Cumhurbaşkanı Tayyip Erdoğan’ın Merkez Bankası Şahap Kavcıoğlu’yla görüştükten hemen sonra gece yarısı kararnamesiyle iki başkan yardımcısı ile bir Para Politikası Kurulu (PPK) üyesini görevden alması ekonomide olduğu kadar siyasette de deprem etkisi yarattı. Döviz kurları tarihi rekorlar kırarken, ana muhalefet partisi CHP Türk lirasının dolar karşısında yüzde 10’u bulan değer kaybetmesinin temel nedeninin hükümetin “hukukun üstünlüğünü hiçe sayan yönetim anlayışı” olduğu eleştirisini büyüttü.
Randevu alarak Merkez Bankası Başkanı Şahap Kavcıoğlu ile görüşen CHP lideri Kemal Kılıçdaroğlu, o görüşmeden bir gün sonra Twitter adresinden yayınladığı videoda bürokratlara “Mafyatik düzene hizmet edemezsiniz” çağrısı yaptı. Videosunda iktidarın değişmesine az kaldığı öngörüsünde bulunan Kılıçdaroğlu, hiçbir bürokratın yaptığı işlemler için “Emir aldık, uygulamak zorunda kaldık” deme gibi bir lüksünün olmadığı mesajını verdi. Kılıçdaroğlu’nun bürokratlara “Kanun dışı işleri emir olarak telakki edemezsiniz. Siz Erdoğan ailesinin değil, bu devletin şerefli memurlarısınız” ifadeleri dikkat çekti.
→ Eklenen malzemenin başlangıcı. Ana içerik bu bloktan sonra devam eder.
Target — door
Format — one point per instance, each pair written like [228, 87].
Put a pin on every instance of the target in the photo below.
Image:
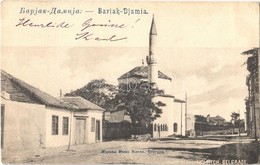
[97, 130]
[80, 131]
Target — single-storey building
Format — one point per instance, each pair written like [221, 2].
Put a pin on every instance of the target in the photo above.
[87, 120]
[31, 118]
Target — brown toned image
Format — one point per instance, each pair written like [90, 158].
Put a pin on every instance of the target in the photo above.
[125, 82]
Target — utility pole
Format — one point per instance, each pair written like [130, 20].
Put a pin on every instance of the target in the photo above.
[258, 58]
[181, 118]
[186, 113]
[239, 123]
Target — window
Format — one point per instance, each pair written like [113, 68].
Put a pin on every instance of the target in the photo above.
[65, 126]
[55, 125]
[92, 124]
[175, 127]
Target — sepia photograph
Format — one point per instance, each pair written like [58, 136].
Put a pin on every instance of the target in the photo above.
[130, 82]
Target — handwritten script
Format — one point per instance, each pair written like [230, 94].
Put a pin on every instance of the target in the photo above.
[87, 35]
[86, 31]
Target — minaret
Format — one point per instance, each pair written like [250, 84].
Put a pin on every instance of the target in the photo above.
[151, 61]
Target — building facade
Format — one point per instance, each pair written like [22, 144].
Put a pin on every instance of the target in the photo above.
[172, 119]
[31, 118]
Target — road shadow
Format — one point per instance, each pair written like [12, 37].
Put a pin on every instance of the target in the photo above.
[234, 151]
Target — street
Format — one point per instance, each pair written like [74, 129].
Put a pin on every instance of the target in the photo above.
[133, 152]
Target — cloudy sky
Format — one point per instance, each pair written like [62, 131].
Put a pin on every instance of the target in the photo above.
[199, 46]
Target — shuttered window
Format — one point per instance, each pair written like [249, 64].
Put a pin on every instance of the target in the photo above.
[92, 124]
[65, 126]
[175, 127]
[55, 125]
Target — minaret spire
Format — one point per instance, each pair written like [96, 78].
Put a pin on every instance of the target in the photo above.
[151, 60]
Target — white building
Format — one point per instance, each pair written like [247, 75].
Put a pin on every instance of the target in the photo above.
[31, 118]
[172, 120]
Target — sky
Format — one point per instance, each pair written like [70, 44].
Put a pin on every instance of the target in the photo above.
[199, 46]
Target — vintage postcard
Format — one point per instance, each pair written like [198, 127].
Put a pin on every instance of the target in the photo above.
[129, 82]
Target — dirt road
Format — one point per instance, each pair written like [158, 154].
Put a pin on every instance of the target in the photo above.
[121, 152]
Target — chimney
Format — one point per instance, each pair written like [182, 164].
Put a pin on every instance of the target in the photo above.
[60, 92]
[208, 117]
[151, 60]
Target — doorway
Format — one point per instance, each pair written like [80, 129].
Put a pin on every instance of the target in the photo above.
[80, 131]
[97, 130]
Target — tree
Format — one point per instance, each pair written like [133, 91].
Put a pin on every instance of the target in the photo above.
[97, 91]
[234, 117]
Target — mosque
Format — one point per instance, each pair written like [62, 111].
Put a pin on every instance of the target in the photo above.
[172, 120]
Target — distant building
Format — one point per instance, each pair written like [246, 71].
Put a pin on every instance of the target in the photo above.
[217, 120]
[87, 119]
[191, 125]
[252, 100]
[117, 125]
[171, 121]
[31, 118]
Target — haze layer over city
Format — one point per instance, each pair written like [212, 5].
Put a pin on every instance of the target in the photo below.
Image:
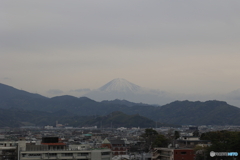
[189, 50]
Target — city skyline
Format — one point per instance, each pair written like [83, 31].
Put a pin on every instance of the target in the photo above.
[190, 48]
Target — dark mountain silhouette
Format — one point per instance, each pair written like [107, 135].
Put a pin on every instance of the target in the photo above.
[178, 112]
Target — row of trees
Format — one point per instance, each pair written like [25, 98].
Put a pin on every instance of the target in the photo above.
[153, 139]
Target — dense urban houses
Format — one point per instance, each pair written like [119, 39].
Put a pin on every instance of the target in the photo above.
[50, 148]
[173, 154]
[8, 150]
[117, 146]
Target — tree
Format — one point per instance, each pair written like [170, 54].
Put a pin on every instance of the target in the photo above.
[176, 134]
[153, 139]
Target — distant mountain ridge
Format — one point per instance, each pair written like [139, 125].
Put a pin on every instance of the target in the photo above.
[124, 90]
[178, 112]
[120, 85]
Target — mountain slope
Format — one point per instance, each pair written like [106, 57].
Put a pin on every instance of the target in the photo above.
[120, 85]
[125, 90]
[178, 112]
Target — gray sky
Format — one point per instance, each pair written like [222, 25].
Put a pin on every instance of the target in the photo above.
[177, 46]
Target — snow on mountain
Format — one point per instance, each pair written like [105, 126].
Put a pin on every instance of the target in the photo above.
[124, 90]
[120, 85]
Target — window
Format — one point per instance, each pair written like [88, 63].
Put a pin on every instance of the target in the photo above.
[105, 153]
[34, 155]
[83, 154]
[67, 154]
[52, 154]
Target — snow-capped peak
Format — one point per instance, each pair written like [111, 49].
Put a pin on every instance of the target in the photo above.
[120, 85]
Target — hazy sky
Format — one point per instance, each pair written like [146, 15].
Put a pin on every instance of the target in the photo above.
[178, 46]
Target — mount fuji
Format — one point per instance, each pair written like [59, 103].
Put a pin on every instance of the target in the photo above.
[124, 90]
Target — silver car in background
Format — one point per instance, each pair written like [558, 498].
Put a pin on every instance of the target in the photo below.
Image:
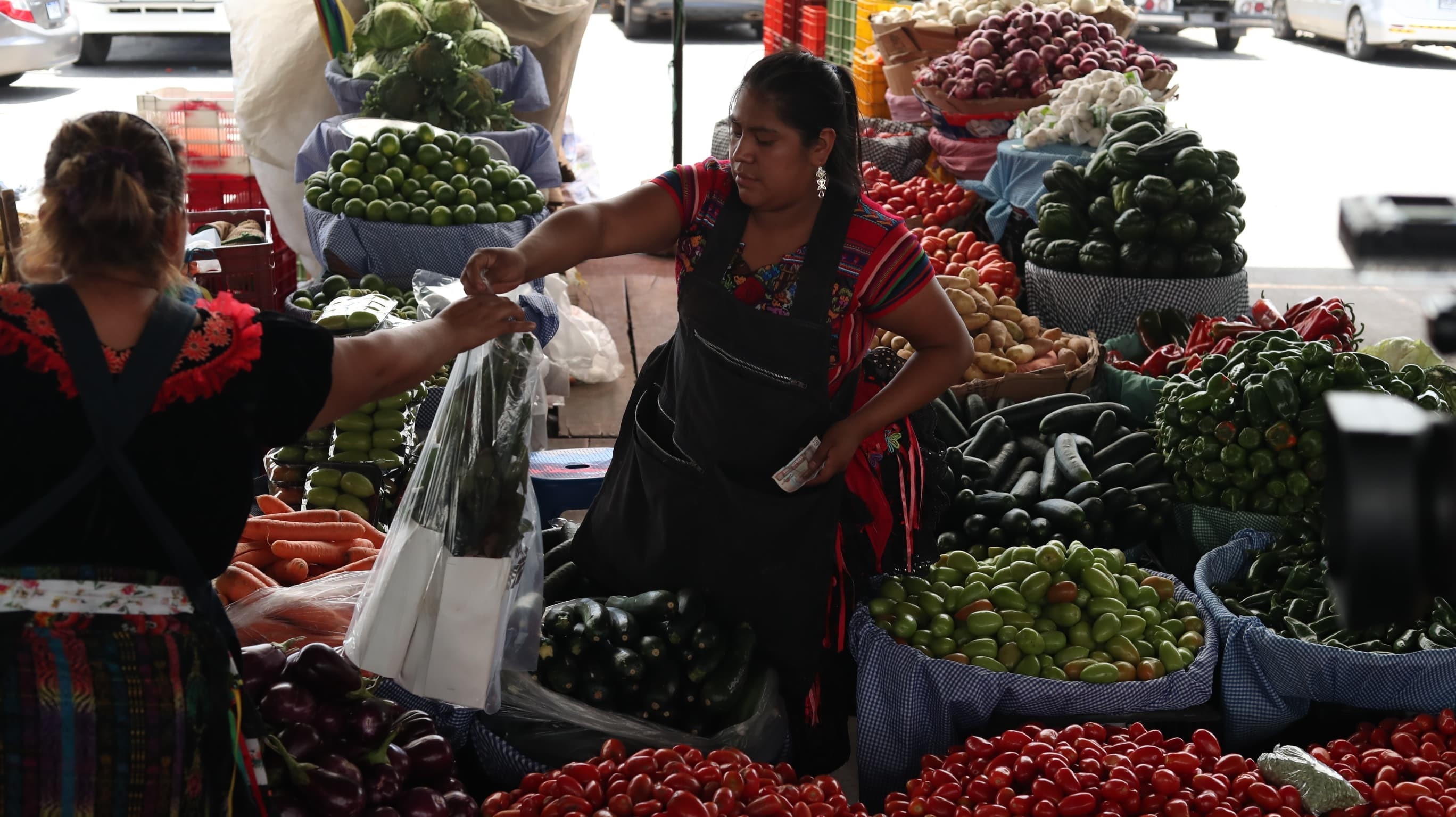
[37, 36]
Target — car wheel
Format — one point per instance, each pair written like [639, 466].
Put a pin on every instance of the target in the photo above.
[95, 47]
[1356, 43]
[1283, 28]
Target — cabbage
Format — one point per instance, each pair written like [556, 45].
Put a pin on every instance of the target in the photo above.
[452, 16]
[1401, 352]
[388, 27]
[485, 46]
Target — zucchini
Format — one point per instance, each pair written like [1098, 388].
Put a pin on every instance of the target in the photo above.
[1069, 461]
[730, 679]
[654, 603]
[1081, 417]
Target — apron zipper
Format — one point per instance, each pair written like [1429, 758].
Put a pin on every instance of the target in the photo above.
[741, 363]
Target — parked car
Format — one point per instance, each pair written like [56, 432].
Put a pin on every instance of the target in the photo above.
[104, 19]
[37, 36]
[637, 16]
[1229, 19]
[1368, 25]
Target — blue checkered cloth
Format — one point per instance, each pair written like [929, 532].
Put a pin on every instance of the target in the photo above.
[520, 82]
[531, 151]
[1015, 180]
[913, 705]
[1269, 681]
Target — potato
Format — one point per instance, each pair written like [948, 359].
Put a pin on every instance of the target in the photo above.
[995, 364]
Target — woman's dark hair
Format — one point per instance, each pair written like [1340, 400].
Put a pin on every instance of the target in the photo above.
[113, 181]
[810, 95]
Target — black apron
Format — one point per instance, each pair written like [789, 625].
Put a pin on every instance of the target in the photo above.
[730, 399]
[114, 408]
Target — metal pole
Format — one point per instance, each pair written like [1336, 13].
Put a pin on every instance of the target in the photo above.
[679, 34]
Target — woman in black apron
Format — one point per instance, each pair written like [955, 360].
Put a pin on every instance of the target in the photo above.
[133, 429]
[765, 360]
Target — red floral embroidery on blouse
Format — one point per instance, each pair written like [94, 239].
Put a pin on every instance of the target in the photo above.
[226, 341]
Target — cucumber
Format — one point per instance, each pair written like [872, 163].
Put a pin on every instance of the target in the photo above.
[624, 627]
[1069, 462]
[654, 603]
[729, 681]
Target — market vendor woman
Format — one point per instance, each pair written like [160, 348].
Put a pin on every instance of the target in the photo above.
[784, 274]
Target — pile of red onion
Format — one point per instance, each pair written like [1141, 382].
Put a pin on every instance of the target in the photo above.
[1030, 52]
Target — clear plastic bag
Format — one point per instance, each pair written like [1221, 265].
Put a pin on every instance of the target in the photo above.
[456, 595]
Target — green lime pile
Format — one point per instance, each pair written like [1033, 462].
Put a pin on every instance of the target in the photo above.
[423, 177]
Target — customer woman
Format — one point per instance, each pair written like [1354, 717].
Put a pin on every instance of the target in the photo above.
[131, 429]
[784, 273]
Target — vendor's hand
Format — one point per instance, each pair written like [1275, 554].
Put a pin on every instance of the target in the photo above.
[477, 319]
[503, 270]
[836, 449]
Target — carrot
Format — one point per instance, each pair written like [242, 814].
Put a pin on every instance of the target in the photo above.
[271, 504]
[313, 532]
[313, 553]
[370, 532]
[290, 571]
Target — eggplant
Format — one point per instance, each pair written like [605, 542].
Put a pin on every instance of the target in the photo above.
[327, 672]
[302, 740]
[430, 759]
[287, 704]
[462, 804]
[423, 803]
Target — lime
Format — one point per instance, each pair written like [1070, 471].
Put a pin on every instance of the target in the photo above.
[427, 155]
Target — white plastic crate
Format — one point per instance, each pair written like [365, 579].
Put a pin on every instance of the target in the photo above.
[206, 126]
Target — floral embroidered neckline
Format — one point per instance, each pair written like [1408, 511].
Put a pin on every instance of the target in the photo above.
[226, 341]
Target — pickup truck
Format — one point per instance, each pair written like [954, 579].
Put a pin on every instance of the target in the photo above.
[1231, 19]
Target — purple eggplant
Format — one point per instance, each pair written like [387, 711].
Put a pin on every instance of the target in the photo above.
[287, 704]
[430, 759]
[462, 804]
[302, 740]
[328, 673]
[423, 803]
[382, 784]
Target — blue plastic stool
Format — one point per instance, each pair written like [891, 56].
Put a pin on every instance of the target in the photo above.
[568, 480]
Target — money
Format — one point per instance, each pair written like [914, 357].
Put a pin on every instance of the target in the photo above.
[797, 474]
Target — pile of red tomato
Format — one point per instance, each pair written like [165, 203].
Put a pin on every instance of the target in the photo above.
[935, 203]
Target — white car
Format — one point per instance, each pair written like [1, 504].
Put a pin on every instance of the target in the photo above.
[102, 19]
[1368, 25]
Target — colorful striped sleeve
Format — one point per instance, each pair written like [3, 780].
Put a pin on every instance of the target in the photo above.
[691, 186]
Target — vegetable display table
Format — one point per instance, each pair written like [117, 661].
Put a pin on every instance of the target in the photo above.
[1015, 181]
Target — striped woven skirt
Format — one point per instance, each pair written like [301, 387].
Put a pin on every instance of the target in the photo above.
[114, 698]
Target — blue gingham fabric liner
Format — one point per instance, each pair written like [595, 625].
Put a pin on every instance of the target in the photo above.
[520, 82]
[1015, 180]
[913, 705]
[1269, 681]
[531, 149]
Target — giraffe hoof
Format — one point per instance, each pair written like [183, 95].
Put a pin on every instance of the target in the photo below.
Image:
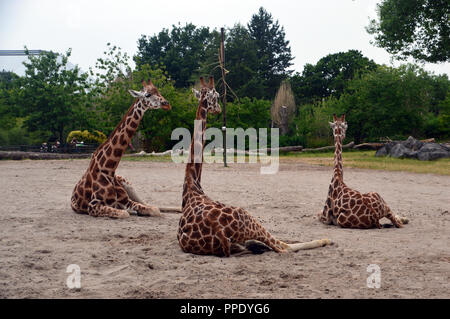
[121, 215]
[152, 211]
[256, 247]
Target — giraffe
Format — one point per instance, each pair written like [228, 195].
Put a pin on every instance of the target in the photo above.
[100, 192]
[208, 227]
[347, 207]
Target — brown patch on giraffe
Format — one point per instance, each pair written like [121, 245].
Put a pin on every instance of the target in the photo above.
[103, 180]
[108, 151]
[102, 161]
[118, 152]
[129, 132]
[111, 163]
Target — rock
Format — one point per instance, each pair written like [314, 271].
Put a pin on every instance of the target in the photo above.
[381, 152]
[413, 148]
[413, 144]
[432, 151]
[401, 151]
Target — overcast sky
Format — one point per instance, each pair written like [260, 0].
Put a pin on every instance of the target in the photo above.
[315, 28]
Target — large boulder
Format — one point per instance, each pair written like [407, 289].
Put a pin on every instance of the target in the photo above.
[432, 151]
[413, 144]
[401, 151]
[412, 148]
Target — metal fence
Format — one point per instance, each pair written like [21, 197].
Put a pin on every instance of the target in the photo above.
[65, 148]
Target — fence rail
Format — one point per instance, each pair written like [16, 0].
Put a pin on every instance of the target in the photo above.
[63, 149]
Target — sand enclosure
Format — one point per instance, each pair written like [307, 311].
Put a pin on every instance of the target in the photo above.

Kılıçdaroğlu’nun bu çağrıyı yapmasının arkasında Türk lirasının dolar karşısında büyük değer kaybı yaşamasının yanı sıra Cumhurbaşkanı Erdoğan’ın oğlu Bilal Erdoğan’ın yönetiminde bulunduğu Türkiye Gençlik Vakfı’nın (TÜGVA) bürokraside, yargıda, ordudaki kadrolaşmada büyük payı olduğunu gösteren belgelerin medyaya sızmasının da büyük payı bulunuyor.
TÜGVA’yla ilgili tüm iddiaların soruşturulmasını soru önergesiyle meclis gündemine taşıyan CHP yönetimi bürokratların hükümetten ya da hükümete yakın kurum ve kuruluşlardan kendilerinden talep edilen her şeyi yapmaması gerektiğinin hatırlatılmasının “doğal karşılanması” gerektiğini savunuyor.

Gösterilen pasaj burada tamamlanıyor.